Tuesday, November 12, 2013

creationist arguments against evolution

It's common for creation websites to challenge evolutionary ideas using rational sounding language. A closer examination, however, usually shows these reasonable sounding claims to result from a deep confusion about evolution and about the scientific process.

The argument from the link (http://www.answersingenesis.org/get-answers/features/vestigial-organs) centers around a logic fallacy termed 'begging the question.' The author claims that vestigial structures can't be explained using evolution since: 1) these structures have all been found to have function, and 2) that one must assume evolution to even explain a structure as vestigial.

Invoking a logical fallacy to argue against evolution is ironic as many creationist arguments against scientific theory commit the very same fallacy by begging the question.

  • E.g., a common creationist argument proceeds as follows: DNA is a code. Codes can only be designed by conscious thought. DNA must have been made by an intelligent mind.

Begging the question describes an assertion that is supported by evidence reliant upon the assertion being true.

  • E.g., the explanation is impossible because there is no chance it would ever occur.

It's easy to identify the circular logic in this example, the premise that 'the explanation is impossible' is supported with evidence that requires the premise to be true. In the previous example concerning DNA, the premise that 'DNA is a code' that 'must have been made by an intelligent mind' is supported because 'codes can only be designed by conscious thought.' This evidence actually assumes conscious design is necessary for the development of a code.

No one is claiming that evolution is true because vestigial structures exist. Evolution by descent with modification is a hypothesis responsible for generating many different predictions. One prediction is the presence of vestigial characters. These are structures inherited from a common ancestor which may no longer be useful for descendants living in a new environment. Lacking any useful function these characters may be lost.

A common system matching this prediction is found among cave organisms. Many different cavefish species have close relatives with sight, however, the cave populations show a common loss of eyesight despite detectable evidence of past eye structure in these organisms. Almost as if the cave species once had eyesight but over many generations slowly lost the ability to see simply because individuals that could see were no more fit than blind individuals. Eyes are demanding structures to develop and could pose a further disadvantage through infection.

These observations and studies into cave species were performed because of the predictions generated from the hypothesis of evolution. The studies provide data which matches the predictions of lost characters in species inhabiting new environments. These studies are used as one means of supporting the evolutionary hypothesis.

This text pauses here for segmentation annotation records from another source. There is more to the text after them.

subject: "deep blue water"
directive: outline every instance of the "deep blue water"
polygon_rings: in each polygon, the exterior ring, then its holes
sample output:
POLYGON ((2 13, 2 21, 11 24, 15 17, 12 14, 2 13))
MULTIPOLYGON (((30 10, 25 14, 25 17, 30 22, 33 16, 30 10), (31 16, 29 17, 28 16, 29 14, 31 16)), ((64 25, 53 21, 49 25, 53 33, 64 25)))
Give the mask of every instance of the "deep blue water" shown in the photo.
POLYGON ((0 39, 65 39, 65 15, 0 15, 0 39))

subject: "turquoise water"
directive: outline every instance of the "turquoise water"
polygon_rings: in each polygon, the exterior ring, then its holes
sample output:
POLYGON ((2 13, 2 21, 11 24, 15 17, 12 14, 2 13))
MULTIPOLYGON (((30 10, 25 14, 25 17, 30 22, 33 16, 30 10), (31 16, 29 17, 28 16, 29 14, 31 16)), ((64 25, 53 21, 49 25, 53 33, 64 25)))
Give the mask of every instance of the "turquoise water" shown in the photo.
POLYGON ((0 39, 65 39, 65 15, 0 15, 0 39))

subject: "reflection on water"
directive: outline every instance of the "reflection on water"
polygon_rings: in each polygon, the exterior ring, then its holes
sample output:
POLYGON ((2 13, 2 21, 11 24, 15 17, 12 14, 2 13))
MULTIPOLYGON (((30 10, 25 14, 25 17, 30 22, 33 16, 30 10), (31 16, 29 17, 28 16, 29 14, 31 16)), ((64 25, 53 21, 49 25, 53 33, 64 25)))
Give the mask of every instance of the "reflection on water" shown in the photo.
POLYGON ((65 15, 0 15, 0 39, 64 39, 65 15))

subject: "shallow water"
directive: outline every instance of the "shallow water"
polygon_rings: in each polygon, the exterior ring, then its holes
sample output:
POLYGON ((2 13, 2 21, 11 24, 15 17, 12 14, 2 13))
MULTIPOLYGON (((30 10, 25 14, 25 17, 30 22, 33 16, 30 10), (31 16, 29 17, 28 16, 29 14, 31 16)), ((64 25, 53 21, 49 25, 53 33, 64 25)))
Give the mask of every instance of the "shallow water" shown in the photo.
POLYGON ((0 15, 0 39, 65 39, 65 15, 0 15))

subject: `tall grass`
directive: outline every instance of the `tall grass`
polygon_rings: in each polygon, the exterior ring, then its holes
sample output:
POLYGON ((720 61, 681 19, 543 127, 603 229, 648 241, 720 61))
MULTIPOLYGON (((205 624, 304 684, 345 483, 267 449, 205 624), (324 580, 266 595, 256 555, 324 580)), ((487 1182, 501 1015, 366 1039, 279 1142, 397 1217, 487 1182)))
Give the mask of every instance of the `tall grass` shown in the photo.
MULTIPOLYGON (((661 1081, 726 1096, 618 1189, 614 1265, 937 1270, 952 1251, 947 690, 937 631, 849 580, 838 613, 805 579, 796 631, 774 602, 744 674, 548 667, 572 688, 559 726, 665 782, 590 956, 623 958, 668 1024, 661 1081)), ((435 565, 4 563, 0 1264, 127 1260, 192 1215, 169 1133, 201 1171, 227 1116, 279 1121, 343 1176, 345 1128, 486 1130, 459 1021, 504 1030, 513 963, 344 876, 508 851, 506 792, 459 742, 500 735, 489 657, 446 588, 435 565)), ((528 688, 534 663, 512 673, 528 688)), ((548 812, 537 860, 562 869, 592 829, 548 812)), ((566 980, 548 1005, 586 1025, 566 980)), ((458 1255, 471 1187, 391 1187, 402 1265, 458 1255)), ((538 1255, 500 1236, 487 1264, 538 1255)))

The evolutionary explanation of vestigial structures as remnants of once useful features from an ancient ancestor does require an assumption that evolution is true, but as support for the evolutionary hypothesis it matches the prediction very well.

Good hypotheses have explanatory power. Hypotheses must be testable and they should explain how nature works. Evolution fits the bill, it has been tested for over a 150 years and as the popular quote by Theodosius Dobzhansky states, "Nothing in biology makes sense except in the light of evolution."